Interview: Brian Hull
What has been the impact of government policies on the local real estate sector?
BRIAN HULL: The first homeowner scheme, which has been handed over to Bank South Pacific, has had a significant effect on the real estate market. Under this scheme, people can apply for a loan of up to PGK400,000 ($118,000) at 4% interest for 40 years, with the borrower putting up 10% equity. With the funds acquired, people can buy both land and house as a package, and the house may even be fully furnished. They can also buy land and use an approved builder for construction.
Policies that would allow and encourage customary landowners to build and lease their land through regulated titles would be a major step forward for the real estate industry. There are some relevant policies to this end, but they are not yet formalised or enforced. As such, projects often fail due to poor organisation; for example, some landowners receive money directly from buyers and investors without the security of a formalised contract or title. Such a system might work in the short to medium term, but it can lead to problems over a longer period of time. Disputes over sales – for example, if the sales are not authorised – happen on a large scale for both customary and alienated land.
Further challenges to home ownership include dealings with financial institutions, such as banks. This is time consuming and frustrating for many people, and this can be solved through encouraging the real estate sector to deal directly with banks.
How are the fluctuations of supply and demand in the country affecting the market?
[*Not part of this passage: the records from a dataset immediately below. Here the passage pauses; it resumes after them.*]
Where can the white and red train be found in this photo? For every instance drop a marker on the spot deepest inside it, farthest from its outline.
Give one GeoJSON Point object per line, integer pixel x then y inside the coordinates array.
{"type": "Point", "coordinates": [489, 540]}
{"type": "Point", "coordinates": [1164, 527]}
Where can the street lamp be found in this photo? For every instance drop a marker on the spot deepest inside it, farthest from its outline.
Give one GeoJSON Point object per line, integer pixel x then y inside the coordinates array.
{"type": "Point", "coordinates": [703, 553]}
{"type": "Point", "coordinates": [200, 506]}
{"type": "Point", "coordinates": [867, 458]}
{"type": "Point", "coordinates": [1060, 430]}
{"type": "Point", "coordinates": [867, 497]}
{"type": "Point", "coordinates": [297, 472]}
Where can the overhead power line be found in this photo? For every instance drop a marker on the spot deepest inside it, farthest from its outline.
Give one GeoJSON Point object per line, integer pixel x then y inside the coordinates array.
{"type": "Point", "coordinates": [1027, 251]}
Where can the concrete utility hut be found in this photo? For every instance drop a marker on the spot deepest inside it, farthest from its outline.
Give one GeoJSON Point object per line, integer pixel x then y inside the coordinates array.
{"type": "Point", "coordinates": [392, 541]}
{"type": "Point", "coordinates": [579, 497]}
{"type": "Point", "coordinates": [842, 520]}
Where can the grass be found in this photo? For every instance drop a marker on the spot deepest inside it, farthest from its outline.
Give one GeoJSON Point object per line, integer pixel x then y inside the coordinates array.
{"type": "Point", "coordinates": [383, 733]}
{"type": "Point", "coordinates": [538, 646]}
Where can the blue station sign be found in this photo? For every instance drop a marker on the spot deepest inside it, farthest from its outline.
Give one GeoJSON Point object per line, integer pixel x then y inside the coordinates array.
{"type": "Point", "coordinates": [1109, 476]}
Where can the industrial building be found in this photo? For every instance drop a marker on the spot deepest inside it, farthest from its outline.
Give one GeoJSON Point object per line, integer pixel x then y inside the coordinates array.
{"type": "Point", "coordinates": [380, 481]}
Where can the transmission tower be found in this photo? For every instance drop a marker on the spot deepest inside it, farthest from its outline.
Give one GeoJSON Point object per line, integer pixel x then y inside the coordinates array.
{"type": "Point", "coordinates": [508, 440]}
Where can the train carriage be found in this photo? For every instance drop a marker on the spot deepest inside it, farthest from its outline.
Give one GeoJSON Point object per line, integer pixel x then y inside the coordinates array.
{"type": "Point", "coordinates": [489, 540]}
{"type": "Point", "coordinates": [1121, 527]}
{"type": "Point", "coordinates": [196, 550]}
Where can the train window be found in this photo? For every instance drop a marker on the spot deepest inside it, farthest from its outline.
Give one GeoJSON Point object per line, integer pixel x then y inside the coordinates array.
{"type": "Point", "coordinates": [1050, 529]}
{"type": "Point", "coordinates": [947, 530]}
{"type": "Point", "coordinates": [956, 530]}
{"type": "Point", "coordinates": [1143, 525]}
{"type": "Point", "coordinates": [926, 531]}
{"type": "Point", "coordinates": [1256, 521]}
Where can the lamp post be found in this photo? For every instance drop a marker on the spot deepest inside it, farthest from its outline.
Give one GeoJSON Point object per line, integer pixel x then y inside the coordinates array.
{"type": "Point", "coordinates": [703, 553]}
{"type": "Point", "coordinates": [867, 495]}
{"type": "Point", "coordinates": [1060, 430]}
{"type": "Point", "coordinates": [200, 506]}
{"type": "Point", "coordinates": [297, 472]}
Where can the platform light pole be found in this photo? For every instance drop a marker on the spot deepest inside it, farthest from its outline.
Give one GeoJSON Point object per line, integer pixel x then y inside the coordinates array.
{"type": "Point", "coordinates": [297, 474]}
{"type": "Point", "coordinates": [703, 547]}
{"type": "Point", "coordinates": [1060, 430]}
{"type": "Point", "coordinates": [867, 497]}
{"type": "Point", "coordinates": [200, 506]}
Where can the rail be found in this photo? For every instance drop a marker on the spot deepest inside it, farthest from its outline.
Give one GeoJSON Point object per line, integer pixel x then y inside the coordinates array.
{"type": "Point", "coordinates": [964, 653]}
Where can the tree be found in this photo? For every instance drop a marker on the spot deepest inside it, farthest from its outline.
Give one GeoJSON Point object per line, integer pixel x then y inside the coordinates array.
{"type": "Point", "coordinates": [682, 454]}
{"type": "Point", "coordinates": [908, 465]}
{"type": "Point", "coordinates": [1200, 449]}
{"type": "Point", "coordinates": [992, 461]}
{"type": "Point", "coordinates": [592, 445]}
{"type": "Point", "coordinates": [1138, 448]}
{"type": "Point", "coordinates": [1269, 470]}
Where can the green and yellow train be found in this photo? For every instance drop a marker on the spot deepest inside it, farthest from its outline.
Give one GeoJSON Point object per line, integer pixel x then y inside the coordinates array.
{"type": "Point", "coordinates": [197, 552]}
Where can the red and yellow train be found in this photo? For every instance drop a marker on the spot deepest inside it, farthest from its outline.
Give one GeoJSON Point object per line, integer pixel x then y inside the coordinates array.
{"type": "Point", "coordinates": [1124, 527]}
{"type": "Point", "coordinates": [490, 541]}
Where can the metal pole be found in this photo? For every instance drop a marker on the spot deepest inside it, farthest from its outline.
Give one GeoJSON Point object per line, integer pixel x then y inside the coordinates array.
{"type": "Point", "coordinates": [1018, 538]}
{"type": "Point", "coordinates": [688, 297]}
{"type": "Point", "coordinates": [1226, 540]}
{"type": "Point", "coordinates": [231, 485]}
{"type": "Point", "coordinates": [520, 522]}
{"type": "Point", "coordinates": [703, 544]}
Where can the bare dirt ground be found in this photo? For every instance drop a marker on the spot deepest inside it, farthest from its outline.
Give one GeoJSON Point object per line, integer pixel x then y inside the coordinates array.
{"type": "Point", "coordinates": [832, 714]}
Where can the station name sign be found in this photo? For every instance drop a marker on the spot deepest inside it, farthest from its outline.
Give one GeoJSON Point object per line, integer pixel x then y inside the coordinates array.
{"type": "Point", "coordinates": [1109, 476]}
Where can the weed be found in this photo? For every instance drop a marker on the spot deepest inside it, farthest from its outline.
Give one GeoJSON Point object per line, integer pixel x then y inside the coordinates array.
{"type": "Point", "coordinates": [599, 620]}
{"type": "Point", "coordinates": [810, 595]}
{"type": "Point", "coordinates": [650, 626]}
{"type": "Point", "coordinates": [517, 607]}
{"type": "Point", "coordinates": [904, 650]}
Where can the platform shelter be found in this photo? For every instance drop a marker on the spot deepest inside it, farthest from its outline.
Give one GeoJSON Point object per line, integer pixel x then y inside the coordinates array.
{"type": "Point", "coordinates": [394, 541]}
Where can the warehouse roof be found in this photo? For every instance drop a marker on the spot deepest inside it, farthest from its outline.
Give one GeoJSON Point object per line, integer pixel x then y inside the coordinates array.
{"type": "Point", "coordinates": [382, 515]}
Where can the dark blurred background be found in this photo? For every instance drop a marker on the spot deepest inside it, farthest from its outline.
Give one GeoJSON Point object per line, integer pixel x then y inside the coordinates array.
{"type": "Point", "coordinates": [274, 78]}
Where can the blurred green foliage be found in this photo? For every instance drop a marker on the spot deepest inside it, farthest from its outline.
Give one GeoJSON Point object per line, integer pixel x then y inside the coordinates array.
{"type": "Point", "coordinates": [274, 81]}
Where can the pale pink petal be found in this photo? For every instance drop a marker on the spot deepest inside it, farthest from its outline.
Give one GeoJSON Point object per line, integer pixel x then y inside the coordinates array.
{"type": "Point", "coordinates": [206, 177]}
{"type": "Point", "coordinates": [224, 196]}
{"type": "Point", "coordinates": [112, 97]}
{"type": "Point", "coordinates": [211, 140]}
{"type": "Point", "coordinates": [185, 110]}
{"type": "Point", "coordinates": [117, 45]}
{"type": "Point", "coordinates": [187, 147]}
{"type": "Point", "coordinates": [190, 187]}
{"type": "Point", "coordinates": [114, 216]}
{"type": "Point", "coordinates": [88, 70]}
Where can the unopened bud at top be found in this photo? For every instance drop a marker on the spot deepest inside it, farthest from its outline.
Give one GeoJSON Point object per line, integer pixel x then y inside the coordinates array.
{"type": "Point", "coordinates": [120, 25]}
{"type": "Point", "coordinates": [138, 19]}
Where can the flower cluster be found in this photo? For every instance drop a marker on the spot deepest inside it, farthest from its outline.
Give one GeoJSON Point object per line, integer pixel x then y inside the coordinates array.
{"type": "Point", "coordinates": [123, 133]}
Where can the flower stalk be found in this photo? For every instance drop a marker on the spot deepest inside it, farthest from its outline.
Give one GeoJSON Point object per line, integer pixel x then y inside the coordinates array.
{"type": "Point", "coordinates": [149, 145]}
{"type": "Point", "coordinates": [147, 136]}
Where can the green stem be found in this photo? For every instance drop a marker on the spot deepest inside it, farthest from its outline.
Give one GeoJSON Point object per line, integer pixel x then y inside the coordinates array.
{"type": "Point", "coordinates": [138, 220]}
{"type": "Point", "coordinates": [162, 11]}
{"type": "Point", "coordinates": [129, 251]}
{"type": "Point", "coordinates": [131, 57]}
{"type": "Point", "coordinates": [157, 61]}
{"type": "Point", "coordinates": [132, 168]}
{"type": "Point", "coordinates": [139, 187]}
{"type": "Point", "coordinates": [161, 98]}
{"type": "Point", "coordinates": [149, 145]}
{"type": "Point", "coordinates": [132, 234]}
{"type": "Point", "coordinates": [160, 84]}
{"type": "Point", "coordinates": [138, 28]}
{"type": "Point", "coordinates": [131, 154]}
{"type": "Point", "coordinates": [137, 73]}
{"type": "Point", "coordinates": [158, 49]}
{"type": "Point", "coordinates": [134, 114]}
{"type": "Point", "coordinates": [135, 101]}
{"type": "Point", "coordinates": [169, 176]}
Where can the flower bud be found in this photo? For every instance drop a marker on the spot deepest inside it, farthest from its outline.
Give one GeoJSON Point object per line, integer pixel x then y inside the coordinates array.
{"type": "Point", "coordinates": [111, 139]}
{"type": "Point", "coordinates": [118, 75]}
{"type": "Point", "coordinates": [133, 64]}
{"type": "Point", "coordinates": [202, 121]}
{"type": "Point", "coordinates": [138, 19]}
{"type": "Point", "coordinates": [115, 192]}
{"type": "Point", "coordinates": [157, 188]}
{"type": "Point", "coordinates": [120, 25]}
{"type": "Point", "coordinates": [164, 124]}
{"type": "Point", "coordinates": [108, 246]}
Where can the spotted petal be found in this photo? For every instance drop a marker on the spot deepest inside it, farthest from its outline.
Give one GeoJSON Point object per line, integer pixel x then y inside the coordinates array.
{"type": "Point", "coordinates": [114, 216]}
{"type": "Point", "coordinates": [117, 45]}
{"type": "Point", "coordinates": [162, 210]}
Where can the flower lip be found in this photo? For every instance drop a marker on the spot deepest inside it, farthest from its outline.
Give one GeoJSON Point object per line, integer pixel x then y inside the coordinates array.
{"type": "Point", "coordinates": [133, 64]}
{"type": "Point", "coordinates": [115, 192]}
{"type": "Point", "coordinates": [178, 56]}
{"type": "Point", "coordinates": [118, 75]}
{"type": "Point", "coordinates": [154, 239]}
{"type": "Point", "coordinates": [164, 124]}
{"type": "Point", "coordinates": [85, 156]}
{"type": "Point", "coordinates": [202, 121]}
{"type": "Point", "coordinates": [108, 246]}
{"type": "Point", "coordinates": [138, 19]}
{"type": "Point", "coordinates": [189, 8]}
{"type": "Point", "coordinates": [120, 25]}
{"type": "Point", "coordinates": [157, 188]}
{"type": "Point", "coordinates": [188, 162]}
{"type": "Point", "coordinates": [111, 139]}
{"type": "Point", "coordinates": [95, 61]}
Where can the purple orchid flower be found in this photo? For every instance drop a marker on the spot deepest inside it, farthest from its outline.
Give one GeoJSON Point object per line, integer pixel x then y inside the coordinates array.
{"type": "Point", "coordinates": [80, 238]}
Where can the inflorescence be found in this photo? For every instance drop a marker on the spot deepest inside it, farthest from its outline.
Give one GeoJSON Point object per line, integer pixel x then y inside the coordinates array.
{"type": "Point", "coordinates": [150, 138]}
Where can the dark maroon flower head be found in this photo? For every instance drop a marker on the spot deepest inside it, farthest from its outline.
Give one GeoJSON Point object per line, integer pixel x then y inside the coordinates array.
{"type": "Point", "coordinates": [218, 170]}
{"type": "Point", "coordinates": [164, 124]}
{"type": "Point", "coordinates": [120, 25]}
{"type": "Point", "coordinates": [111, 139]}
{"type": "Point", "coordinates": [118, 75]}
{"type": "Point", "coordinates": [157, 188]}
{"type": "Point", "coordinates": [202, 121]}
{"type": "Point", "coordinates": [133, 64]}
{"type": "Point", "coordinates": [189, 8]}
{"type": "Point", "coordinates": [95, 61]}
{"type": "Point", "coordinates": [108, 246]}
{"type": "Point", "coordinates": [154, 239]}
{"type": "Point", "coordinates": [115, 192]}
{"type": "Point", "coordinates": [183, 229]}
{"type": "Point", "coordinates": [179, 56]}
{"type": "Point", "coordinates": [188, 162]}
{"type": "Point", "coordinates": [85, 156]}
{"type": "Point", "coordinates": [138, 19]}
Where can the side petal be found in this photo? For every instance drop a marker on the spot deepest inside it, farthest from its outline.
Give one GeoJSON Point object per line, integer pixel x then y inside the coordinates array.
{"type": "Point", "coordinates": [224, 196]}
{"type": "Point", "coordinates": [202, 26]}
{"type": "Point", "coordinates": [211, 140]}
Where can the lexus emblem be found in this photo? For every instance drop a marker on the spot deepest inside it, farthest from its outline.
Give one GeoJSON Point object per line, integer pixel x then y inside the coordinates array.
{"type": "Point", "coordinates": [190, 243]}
HULL: The current insolvency of the government is creating major problems for the unemployed, many of whom are categorised as middle class. As such, the demand for houses has declined. On the supply side, there are some real estate projects that offer value to middle-class buyers, and there is demand for projects such as Edai Town and North Lakes. In the latter, part of the infrastructure, such as the access road, is being constructed by Chinese contractors. It is important to realise, however, that construction in this country is very expensive, with virtually all material and equipment having to be imported. The only locally sourced material is timber, which requires extensive treatment against termites to ensure long-term reliability.
There is enough land to nourish supply, but large areas of alienated land owned by the state need to be opened up for productive use. The proper method for doing this would be to subdivide it, put titles in place and ensure the necessary infrastructure, such as sewage, water and electricity, is installed. This would create a framework for the private sector to build and sell properties. The government needs to facilitate this development, including monitoring the private sector for integrity. The way the private sector is currently operating is very expensive, resulting in a significant cost component to the final price of real estate.
Which regions outside of Port Moresby hold the most potential for real estate investment?
HULL: Whether a region is interesting to real estate investors depends to a major extent on the industry and the infrastructure required for that industry. For example, the port in Madang and facilities in Lae offer opportunities for the fishing industry. However, Lae is in a recession and the potential there can only be realised if there is rural development in the Highlands Region and additional economic activity spurred by large projects. Bougainville also has potential, but it will take a long time to develop.
Real estate investment is possible in rural areas throughout the country, especially related to the tourism industry. The major obstacle here is the issues surrounding law and order, which hinder demand for both construction and tourism. If the government can overcome these challenges, it would facilitate investment. I expect investment to rise from 2022 onwards.